This is Sunday league stuff.
The World Cup is well and truly underway and there has been no shortage of subplots in the tournament so far.
No, we’re not talking about the ball that Brazilian goalkeeper Alisson brutal disposed of against Switzerland, we mean the official Adidas World Cup match ball.
You know, the £130 one…
Normally, this sort of thing only happens in Sunday League football when the German Shepherd belonging to your team-mate’s Da, runs onto the pitch and has a good old gnaw of the ball.
It’s widely accepted on Hackney Marshes, however you don’t really expect it to happen on the world’s biggest stage.
The Telstar 18 has burst as many as six times so far in the tournament, prompting wide-spread surprise from fans and embarrassment for Adidas.
The 2018 ball pays homage to and is modelled on the iconic original Telestar that was used at the Mexico World Cup in 1970.
The ball is inspired by NASA, with the original Telstar being a spherical satellite that was launched into Space in 1962.
The iconic satellite changed the history of live broadcasting, in particular giving football fans all around the globe access to watch live events like the World Cup happening in other continents.

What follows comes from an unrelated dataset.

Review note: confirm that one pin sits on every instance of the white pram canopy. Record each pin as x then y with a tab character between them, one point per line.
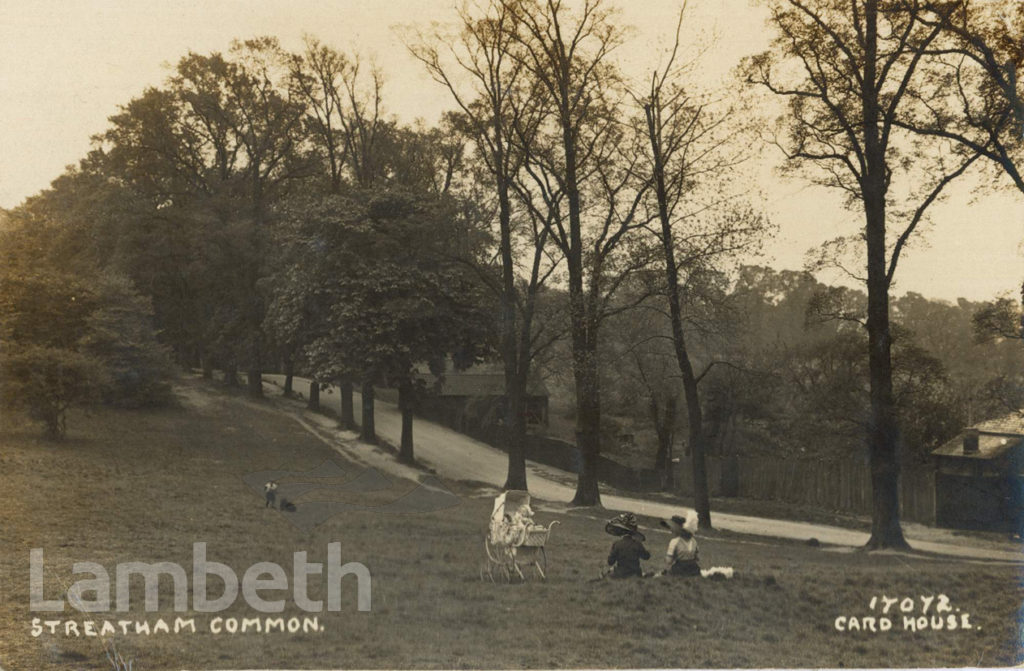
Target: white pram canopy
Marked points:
512	520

The results of the Telstar 18 however have been anything but out of this world.
In their production of the ball, Adidas hoped to minimise any risk of repeating the disaster from the 2010 World Cup, when the now notorious Jabulani ball was the bane of goalkeepers.
Adidas claim that the ball was scientifically designed to cut out the amount of dip and swerve that players can put on it. Whatever that means.
The Telstar 18 is said to be man-made out of a material that is similar to that seen in medical strapping. The NHS is stretched enough, why are FIFA nicking their strapping?
When the ball burst twice in France’s 2-1 win over Australia in their opening Group C clash, it prompted a typically cynical response from BBC Sport co-commentator Mark Lawrenson.
The former footballer turned pundit claimed that the ball bursting showed how “you don’t get much for £49.99 these days.”
The ball also cost Saudi Arabia a goal-scoring opportunity in their match against Uruguay, after the Telstar burst whilst they were on a good counter attack.
FIFA have moved swiftly to defend their product after the criticism, saying in a statement: “The Telstar 18 has been tested on every continent, in every climate and with over 600 professional players and more than 30 leading clubs and federations.
“We’re extremely confident in the ball and look forward to seeing it at the centre of the action throughout the tournament.”